Reducing the height of the buildings would be enormously disruptive for students living there, they say and according the university’s vice-chancellor Andrew Hamilton: “No university, not even one as beautiful as Oxford, should put buildings before its students” — although many in the city would certainly put historic views and grade I listed buildings far ahead of student comforts and university expansion plans.

As to the cost, the vice-chancellor says it amounts to money that could otherwise endow some 25 junior research fellowships or eight professorships in perpetuity.

But both sides will be united on Tuesday on one thing — they will both argue that Oxford University’s reputation would be damaged by the wrong decision.

Oxford University claims millions could be lost, with potential donors turning their back on a university prepared to waste millions on knocking down part of its own accommodation blocks.
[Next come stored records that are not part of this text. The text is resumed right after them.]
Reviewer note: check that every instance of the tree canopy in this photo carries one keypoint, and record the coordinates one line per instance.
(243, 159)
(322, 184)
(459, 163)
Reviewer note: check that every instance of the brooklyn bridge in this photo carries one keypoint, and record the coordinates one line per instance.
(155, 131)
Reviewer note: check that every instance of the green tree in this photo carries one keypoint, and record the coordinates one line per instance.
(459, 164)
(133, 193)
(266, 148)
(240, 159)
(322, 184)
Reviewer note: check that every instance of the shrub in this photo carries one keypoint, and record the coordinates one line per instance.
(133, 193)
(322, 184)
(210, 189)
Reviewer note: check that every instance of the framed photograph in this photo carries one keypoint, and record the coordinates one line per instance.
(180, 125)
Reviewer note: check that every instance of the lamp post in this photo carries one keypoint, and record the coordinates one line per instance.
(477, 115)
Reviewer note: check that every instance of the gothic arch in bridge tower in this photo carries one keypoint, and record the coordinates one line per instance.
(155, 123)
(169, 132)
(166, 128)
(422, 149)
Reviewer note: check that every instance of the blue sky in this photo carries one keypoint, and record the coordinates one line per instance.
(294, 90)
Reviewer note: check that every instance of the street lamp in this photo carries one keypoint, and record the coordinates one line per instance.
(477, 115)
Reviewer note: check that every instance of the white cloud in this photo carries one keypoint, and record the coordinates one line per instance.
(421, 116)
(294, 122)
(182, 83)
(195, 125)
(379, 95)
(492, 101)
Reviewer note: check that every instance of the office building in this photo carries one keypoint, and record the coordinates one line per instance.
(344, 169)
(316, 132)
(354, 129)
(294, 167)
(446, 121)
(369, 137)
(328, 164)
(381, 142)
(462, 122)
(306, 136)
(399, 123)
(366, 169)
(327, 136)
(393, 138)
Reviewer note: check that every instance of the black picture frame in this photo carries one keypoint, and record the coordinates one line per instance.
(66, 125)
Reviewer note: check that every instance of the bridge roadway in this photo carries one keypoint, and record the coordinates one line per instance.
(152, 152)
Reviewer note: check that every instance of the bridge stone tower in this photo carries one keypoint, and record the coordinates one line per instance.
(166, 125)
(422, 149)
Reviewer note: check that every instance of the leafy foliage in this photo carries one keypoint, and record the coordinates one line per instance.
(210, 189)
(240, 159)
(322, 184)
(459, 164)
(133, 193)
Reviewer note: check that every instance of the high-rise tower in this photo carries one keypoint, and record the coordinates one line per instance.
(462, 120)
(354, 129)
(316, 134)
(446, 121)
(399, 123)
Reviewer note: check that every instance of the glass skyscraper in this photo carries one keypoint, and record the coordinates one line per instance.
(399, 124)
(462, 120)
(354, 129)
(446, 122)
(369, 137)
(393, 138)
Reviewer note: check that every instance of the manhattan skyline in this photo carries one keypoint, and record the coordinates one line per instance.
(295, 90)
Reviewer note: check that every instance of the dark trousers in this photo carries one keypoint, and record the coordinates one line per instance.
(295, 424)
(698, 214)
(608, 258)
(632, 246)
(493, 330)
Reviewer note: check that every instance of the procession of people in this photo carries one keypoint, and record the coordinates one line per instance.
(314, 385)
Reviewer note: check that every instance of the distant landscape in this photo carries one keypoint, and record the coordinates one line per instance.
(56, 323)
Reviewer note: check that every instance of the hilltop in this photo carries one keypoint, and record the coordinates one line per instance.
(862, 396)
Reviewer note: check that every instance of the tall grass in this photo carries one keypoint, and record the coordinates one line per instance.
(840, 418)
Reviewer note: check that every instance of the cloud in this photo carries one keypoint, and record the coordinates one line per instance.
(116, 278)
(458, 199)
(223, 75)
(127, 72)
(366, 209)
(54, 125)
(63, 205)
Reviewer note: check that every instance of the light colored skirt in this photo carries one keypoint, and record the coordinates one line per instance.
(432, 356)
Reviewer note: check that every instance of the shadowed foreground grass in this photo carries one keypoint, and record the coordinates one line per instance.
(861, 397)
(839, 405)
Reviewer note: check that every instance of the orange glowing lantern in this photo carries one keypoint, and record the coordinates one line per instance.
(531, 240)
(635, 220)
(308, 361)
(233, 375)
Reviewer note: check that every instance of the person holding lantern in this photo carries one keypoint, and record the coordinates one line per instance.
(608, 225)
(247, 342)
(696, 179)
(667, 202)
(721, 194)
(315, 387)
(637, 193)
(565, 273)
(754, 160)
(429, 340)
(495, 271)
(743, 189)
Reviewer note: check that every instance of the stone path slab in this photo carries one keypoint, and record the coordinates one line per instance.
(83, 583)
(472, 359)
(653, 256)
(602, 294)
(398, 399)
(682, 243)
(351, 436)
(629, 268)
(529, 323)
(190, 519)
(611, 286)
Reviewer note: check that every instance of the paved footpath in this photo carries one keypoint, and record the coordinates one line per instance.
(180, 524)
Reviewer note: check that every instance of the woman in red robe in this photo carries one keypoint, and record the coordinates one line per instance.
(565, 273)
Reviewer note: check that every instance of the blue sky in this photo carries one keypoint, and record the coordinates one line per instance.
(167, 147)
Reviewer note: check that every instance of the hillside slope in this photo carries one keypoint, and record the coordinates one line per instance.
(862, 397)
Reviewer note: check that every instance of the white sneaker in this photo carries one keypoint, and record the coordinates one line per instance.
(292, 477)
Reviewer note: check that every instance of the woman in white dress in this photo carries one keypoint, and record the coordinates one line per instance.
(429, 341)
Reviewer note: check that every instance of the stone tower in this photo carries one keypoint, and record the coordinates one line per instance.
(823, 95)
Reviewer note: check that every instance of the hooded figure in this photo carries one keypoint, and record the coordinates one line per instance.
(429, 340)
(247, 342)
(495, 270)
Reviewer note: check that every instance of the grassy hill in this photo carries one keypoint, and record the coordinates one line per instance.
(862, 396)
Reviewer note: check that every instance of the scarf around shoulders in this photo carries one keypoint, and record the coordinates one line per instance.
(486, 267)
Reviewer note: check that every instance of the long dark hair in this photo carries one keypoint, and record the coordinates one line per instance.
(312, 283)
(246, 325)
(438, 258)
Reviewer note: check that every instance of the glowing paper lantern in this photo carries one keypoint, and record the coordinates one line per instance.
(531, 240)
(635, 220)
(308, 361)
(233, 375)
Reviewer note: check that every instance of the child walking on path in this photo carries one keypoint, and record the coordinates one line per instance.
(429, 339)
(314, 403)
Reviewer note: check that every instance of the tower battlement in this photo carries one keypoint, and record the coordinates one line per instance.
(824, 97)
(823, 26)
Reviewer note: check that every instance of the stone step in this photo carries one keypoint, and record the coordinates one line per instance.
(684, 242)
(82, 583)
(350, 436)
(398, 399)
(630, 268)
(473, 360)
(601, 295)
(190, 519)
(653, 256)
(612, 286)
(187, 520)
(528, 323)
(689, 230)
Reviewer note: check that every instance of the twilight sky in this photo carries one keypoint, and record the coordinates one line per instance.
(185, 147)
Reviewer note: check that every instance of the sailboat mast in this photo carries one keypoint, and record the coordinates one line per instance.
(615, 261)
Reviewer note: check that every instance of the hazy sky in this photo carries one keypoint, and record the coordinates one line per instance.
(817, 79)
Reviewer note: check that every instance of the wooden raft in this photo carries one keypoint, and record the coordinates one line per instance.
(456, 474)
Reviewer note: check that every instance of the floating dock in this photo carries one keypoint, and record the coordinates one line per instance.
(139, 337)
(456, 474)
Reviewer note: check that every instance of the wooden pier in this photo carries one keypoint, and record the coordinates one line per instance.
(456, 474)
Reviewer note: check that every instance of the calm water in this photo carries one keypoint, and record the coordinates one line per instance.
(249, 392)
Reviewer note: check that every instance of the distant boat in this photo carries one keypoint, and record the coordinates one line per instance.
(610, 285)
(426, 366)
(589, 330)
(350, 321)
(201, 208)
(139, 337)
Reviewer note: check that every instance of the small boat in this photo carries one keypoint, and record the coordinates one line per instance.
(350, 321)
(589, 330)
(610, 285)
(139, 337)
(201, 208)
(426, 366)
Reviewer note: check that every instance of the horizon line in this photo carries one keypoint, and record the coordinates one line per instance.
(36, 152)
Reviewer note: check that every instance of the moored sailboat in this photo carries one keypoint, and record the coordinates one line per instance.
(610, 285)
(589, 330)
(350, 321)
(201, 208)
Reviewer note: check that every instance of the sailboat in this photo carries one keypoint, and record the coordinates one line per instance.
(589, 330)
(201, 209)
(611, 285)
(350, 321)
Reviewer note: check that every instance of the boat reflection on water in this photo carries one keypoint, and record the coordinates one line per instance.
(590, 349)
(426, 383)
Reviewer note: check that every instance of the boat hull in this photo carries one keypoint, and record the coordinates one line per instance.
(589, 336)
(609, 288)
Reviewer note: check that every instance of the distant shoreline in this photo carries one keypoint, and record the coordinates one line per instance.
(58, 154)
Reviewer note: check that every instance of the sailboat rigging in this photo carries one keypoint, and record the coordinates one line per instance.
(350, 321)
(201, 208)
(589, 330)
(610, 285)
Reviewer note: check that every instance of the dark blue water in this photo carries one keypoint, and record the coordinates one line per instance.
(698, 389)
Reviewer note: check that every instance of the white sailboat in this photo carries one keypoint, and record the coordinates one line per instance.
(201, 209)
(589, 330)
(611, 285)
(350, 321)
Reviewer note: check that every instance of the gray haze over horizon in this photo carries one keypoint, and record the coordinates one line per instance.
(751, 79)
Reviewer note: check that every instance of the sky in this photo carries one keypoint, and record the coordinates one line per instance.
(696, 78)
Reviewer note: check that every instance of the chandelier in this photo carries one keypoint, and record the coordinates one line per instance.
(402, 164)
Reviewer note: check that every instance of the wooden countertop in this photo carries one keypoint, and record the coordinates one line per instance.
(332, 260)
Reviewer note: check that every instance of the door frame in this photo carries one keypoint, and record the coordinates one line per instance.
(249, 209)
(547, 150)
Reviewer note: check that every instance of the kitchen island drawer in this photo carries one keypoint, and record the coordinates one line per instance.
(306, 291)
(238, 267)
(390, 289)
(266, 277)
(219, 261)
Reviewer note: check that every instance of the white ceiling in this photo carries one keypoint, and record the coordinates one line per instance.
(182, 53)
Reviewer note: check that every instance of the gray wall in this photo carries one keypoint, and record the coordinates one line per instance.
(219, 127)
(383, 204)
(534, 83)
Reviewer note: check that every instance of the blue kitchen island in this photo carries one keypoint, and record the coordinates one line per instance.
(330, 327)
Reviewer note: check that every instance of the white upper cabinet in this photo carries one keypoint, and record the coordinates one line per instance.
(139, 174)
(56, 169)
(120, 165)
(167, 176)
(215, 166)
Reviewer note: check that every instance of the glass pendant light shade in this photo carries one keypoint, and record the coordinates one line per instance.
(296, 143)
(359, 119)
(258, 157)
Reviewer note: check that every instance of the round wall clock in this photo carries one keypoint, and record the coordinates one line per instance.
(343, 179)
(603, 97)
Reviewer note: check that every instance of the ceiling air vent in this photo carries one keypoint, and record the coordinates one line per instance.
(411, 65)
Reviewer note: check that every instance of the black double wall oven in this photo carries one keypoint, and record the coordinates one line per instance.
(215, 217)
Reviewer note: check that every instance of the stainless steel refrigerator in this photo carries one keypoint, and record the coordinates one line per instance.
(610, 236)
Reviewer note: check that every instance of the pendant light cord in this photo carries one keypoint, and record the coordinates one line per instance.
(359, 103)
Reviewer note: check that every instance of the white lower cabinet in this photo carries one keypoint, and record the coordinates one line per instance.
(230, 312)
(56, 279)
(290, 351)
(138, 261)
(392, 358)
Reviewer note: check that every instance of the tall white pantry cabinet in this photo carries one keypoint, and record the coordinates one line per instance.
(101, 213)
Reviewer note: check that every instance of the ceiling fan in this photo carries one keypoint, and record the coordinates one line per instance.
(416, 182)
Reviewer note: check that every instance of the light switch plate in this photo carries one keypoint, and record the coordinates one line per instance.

Prof Diarmaid MacCulloch and his supporters, however, say the environmental damage that the university has inflicted on the city is a cause of lasting shame and putting it right is the only honourable course.

The fact that the issue has gone to the university parliament is very welcome.
But one way or another — financially for Oxford University or environmentally for the city — Castle Mill is going to be a very costly mistake, whichever way dons vote.
The difference is that one cost remains an estimate, the other is all too clear for anyone who ventures on to Port Meadow.